Zwischen Kollektion und Kundin: Warum Les Mads der erfolgreichste Fashion-Blog in Deutschland ist.

Neulich war Julia Knolle in Indien, zwei Wochen „Silent Retreat“ in einem ayurvedischen Hotel ohne Fernseher, Telefon und Internet. Keine leichte Zeit für jemanden, der nachts mit dem Laptop ins Bett geht und morgens als erstes das Touch-Pad bedient, um den Mac aus dem Schlafmodus zurückzuholen. „Am Anfang hatte ich Entzugserscheinungen“, sagt Knolle, „aber die Entschleunigung hat gut getan.“ Kein Wunder, so rasant wie die vergangenen drei Jahre für die 27-Jährige verliefen.

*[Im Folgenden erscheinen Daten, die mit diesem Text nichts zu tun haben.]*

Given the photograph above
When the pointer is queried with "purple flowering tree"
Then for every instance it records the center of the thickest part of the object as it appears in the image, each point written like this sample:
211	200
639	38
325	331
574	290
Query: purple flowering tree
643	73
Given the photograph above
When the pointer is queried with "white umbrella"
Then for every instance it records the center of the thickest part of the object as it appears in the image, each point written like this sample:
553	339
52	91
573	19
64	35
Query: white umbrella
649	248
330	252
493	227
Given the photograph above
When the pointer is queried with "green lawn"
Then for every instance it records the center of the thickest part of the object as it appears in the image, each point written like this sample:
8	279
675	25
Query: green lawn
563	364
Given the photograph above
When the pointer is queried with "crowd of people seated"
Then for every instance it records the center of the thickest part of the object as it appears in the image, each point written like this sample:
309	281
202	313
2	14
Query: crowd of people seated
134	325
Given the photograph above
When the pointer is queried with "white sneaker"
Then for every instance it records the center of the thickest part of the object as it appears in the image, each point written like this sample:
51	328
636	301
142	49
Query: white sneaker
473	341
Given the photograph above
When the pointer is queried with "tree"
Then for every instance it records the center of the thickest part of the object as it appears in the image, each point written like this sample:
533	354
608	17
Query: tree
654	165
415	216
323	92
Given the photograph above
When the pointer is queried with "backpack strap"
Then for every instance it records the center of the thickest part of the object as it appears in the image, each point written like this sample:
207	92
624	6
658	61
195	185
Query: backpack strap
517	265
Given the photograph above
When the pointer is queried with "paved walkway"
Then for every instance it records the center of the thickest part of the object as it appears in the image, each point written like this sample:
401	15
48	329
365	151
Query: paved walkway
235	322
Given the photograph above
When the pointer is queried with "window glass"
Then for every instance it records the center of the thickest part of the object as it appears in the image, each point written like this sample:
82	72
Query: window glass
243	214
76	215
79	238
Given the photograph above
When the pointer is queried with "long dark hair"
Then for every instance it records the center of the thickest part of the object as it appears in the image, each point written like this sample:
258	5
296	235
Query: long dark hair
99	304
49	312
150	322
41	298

Seit 2007 betreibt sie zusammen mit Jessica Weiß, 24, den wohl bekanntesten Modeblog in Deutschland: LesMads.de. Gerade haben sie bei den als Oscars der Zeitschriftenbranche geltenden „Lead Awards“  die Goldmedaille für den „Weblog des Jahres“ gewonnen – vor dem ebenfalls nominierten Blog von „Bild“-Chef Kai Diekmann, dem Bildblog und der Seite Netzpolitik.org. Les Mads gelinge das, was Frauenzeitschriften oft nicht schaffen würden, sagte „Lead Academy“-Vorsitzender Markus Peichl, „eine ernsthafte Auseinandersetzung mit Mode, dabei stilsicher, lässig, frech, einfach auf den Punkt.“

Dabei sind Julia Knolle und Weiß weder ausgebildete Journalistinnen noch Modeexpertinnen – aber gerade das macht einen Gutteil ihres Erfolgs aus. Anstatt von oben herab, urteilen sie aus Sicht der Leserinnen über aktuelle Kollektionen und aufkommende Trends, in sieben Rubriken: Models, Mode, Shopping, Designer, Outfits, Lifestyle und Fotografie. Jeden Tag schreiben sie sechs bis zehn Blogeinträge. Dafür durchforsten sie etwa 400 Blogs sowie zahlreiche deutsche und internationale Modemagazine. Sie suchen in Läden, auf Partys oder Vernissagen nach spannenden Outfits, stellen Models, Designer und Kampagnen vor, geben Shoppingtipps und Restaurantempfehlungen und berichten über Klatsch und Tratsch aus der Modeszene. 500 000 Visits und 1,7 Millionen Page Impressions erreichen sie damit nach eigenen Angaben pro Monat.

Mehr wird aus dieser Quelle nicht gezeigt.